Wed | Sep 28, 2022

Dear Doc | The sex was dry

Published:Sunday | July 7, 2019 | 12:00 AM

Q Dear Doc, I am a middle-age woman. I recently started dating a man and we finally had sex, but it was just dry! We had to stop during sex because he said his penis was getting sore. We did not use a condom and we did not have any lubricant. I am concerned, though, because this never happened before. I have never had this problem with another man. Will I always have to use lubricant now? Is it because I am older? Is there anything I can do to make my wetness return?

A This can be quite uncomfortable as well as distressing to your sexual relationship. However, there are quite a few reasons why this occurred, and the fix is dependent on the cause.

Normally, the vaginal walls stay lubricated with a thin layer of clear fluid. The hormone oestrogen is responsible for helping to maintain that fluid as well as keeping the lining of your vagina healthy, thick, and elastic.

A drop in your oestrogen level will reduce the amount of moisture available, and it can occur at any age from a number of different causes.

Vaginal dryness is a very common symptom of menopause, with approximately one out of every three menopausal women having this issue. Menopause also causes the vaginal lining to be thinner and less elastic. This is called vaginal atrophy. All of this is as a result of the fall in oestrogen levels.

Oestrogen levels can also drop because of:

Childbirth and breastfeeding.

Radiation or chemotherapy treatment for cancer.

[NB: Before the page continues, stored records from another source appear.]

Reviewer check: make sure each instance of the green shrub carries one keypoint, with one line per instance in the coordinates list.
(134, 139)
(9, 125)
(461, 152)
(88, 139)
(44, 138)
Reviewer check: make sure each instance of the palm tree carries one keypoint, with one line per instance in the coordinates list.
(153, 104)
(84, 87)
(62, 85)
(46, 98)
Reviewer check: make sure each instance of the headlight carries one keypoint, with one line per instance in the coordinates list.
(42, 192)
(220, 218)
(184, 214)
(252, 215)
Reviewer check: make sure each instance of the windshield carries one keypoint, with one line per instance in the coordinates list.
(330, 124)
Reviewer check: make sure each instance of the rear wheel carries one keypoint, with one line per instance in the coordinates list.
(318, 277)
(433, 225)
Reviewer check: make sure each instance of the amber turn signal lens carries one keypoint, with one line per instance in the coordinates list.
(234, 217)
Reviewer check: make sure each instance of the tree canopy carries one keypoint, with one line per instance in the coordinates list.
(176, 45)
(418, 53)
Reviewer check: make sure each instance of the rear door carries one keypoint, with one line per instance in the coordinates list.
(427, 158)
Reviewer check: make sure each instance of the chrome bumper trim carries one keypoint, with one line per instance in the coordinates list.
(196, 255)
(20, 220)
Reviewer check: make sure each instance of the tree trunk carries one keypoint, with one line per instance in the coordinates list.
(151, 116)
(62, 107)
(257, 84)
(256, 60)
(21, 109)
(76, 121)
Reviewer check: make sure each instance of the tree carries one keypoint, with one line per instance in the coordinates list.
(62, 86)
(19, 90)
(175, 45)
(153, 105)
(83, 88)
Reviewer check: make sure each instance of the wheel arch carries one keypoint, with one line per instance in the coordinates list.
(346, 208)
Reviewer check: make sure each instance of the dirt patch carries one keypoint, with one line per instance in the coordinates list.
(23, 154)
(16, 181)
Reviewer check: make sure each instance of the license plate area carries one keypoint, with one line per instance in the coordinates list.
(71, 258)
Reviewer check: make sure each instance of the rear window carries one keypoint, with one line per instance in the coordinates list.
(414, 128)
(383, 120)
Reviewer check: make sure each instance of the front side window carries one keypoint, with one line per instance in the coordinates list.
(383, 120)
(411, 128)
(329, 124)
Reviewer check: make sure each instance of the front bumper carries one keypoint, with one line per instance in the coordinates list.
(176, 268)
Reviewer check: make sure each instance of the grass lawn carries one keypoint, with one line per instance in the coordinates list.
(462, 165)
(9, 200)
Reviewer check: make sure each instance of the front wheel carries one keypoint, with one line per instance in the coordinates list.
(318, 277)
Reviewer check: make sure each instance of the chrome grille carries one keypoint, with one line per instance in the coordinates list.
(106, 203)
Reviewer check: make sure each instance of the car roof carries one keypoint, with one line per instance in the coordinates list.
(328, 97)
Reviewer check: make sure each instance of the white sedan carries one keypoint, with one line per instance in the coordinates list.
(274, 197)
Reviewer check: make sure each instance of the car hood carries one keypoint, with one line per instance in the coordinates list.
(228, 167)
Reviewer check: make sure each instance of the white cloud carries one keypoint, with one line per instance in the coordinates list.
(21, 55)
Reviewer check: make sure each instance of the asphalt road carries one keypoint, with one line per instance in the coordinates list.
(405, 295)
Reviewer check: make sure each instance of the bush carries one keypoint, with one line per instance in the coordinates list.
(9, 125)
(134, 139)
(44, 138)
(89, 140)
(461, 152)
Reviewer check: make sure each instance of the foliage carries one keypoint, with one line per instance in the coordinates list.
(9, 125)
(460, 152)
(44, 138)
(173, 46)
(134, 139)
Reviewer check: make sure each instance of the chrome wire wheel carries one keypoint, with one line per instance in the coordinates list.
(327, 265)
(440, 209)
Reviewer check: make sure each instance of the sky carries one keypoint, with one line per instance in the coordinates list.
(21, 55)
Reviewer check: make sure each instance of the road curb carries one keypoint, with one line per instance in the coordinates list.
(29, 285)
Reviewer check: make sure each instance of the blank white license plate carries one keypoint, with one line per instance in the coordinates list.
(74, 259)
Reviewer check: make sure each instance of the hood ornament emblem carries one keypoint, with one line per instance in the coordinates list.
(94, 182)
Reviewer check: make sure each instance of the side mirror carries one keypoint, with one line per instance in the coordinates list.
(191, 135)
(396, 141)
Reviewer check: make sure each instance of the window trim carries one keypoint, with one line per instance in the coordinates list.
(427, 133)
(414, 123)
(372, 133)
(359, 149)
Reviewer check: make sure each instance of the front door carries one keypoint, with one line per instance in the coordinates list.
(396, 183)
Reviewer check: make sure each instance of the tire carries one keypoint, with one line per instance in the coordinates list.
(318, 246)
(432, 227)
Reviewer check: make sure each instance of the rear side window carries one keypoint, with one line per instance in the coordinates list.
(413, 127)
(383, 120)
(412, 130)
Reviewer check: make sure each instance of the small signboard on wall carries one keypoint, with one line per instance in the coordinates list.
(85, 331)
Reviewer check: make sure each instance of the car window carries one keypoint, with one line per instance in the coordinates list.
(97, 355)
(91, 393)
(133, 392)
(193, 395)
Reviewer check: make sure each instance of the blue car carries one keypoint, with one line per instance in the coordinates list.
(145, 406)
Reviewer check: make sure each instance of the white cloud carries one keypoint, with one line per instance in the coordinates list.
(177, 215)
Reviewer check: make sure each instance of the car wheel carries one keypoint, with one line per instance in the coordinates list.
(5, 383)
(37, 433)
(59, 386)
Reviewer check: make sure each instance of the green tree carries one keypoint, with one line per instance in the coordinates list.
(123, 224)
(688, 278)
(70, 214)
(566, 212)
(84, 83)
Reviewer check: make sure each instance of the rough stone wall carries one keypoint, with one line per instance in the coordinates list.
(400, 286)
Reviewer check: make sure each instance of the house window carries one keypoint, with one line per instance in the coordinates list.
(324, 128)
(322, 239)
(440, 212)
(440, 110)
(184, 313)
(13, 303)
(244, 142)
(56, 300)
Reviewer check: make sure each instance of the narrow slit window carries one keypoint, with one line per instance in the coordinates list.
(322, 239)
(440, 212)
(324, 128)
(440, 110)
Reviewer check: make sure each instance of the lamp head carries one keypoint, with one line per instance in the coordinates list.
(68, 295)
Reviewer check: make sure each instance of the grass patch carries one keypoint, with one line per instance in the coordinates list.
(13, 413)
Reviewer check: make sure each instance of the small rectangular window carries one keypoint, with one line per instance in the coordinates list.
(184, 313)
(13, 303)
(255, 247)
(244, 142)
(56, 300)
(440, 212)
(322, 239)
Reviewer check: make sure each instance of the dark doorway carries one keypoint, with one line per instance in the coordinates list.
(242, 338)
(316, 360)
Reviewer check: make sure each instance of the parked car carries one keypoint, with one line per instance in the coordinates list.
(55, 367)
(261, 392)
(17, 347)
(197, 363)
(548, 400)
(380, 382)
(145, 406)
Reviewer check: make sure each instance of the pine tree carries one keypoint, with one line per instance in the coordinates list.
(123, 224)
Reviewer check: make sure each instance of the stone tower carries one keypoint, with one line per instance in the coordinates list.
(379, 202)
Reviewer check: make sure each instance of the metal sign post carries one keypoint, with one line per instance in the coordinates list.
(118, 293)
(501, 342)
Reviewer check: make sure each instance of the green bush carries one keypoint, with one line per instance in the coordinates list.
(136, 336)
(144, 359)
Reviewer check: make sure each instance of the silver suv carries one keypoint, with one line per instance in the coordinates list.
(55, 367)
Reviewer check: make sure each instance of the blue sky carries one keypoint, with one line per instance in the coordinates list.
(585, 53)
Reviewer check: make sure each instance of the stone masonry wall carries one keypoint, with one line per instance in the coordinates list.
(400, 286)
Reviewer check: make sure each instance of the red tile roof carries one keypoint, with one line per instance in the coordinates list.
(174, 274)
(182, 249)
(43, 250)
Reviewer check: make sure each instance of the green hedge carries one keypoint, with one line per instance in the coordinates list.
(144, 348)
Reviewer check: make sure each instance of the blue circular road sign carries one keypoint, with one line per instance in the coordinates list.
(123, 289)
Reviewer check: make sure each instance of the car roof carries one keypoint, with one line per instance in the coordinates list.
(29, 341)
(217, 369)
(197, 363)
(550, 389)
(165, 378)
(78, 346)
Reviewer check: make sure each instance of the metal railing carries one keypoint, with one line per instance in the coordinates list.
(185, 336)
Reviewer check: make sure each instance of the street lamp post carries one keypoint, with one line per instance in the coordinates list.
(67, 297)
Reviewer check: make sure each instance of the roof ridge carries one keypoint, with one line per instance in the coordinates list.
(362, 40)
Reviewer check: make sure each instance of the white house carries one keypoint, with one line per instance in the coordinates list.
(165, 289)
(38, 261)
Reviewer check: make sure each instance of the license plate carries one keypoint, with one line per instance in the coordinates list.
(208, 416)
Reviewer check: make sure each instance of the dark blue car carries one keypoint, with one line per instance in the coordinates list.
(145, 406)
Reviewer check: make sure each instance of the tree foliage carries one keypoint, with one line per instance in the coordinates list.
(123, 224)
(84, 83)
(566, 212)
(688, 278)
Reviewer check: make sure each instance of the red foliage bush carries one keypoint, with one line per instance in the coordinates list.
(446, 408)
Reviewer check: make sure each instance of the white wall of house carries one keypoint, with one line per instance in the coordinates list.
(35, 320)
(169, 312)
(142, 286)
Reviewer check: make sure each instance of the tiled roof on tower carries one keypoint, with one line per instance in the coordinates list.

Surgical removal of the ovaries.

Anti-oestrogen medications that are used to treat fibroids or endometriosis.

Other causes of vaginal dryness include:

Allergy and cold medications.

Certain antidepressant medications.

Some forms of birth control


Not enough foreplay before intercourse.

No matter what the cause may be, vaginal dryness can be extremely uncomfortable. It can lead to vaginal itching, vaginal burning and painful intercourse.

Seeing your gynaecologist will allow for the cause of your vaginal dryness to be determined, and for the best treatment option to be administered.

The most common treatment for vaginal dryness due to low oestrogen levels is topical oestrogen therapy. This replaces some of the hormone that your body is no longer making. It helps relieve vaginal symptoms without causing a significant increase of the oestrogen levels in your bloodstream, unlike the hormone therapy you take in pills.

There are three ways in which vaginal oestrogen is given:

Ring: This soft, flexible ring is inserted into your vagina by either yourself or your doctor, where it releases a steady stream of oestrogen directly to the tissues. The ring is replaced every three months.

Tablet: Similar to treatments you may have received for a yeast infection; you use a disposable applicator to put a tablet into your vagina once a day for the first two weeks of treatment. Then you do it twice a week until you no longer need it.

Cream: You use an applicator to get the cream into your vagina. You will initially apply the cream daily for one to two weeks, then cut back to one to three times a week, as directed by your doctor.

Any oestrogen product can have side effects, such as vaginal bleeding, and breast pain. This treatment option is not be recommended if you:

Have breast cancer.

Have a history of endometrial cancer.

Have abnormal vaginal bleeding.

Are pregnant and breastfeeding.

Other Products

You can buy a vaginal moisturiser, such as Replens, without prescription at any pharmacy.

An oral medication taken once a day, called Ospemifene, makes vaginal tissue thicker and less fragile, resulting in less pain for women during sex.

Ensure adequate foreplay and take your time before having sex, to make sure that you are fully relaxed and aroused. You can apply a water-based lubricant such as K-Y jelly to help enjoy intercourse more.

Avoid using douches, bubble baths, scented soaps and lotions around the sensitive vaginal area. These products can worsen dryness.

But, most important, remember to use a condom, as it is the only form of contraception that protects agains sexually transmitted infections. Condoms are also lubricated, which can help with any dryness that may occur.

Visit your gynaecologist and discuss which treatment option will be best for you.